BOSTON — 1. force yourself to make notes in the margin.
The habit of making notes in the margin is a learned one, but it will serve you well if you can master it before college. Jot down ideas that come to you as you read - don't worry if they seem obvious or silly, as some of them will be.
Little inscriptions like "unhappy childhood = cause of current situation," or "foreshadowing," not only help you to consciously recognize the literary techniques the author uses, they identify passages you might want to quote from later on when you write your essay.
2. Underline words if you don't know what they mean.
Ideally you should go look these up, but even if you don't do that, underlining them makes you stop to look at the words, and more often than not if you take a few seconds you'll be able to tell what words means by the context. This is a good technique for building up your SAT/ACT vocabulary skills.
3. Circle or use a squiggly line to identify recurring themes, ideas, or symbols.
Is that the third time you've picked up on a reference to a serpent? Circle it - you might have found a common symbol for evil. Is this character always having dreams about water?

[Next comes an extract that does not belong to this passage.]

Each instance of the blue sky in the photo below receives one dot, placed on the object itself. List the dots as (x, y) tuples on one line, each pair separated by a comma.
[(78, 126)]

Throw a squiggly line on the side of that paragraph, as you might want to come back later and take a closer look.
4. At the end of each chapter, take a few minutes to think about what the author has accomplished in the preceding pages.
What are the major shifts in the story line? How are the characters progressing? How does the chapter fit in with the other chapters in the book?
Jot a few ideas at the bottom of the last page of the chapter: "We learn about Gatsby's love for Daisy," or "contrasts city atmosphere with country setting." In doing so, you will create some helpful review notes and prepare yourself to absorb the next chapter.
5. If your book is a different version from the one issued by your school, you might want to hand in your copy with any essay that you write; that way your teacher will be able to find the page references for the quotations you might have included.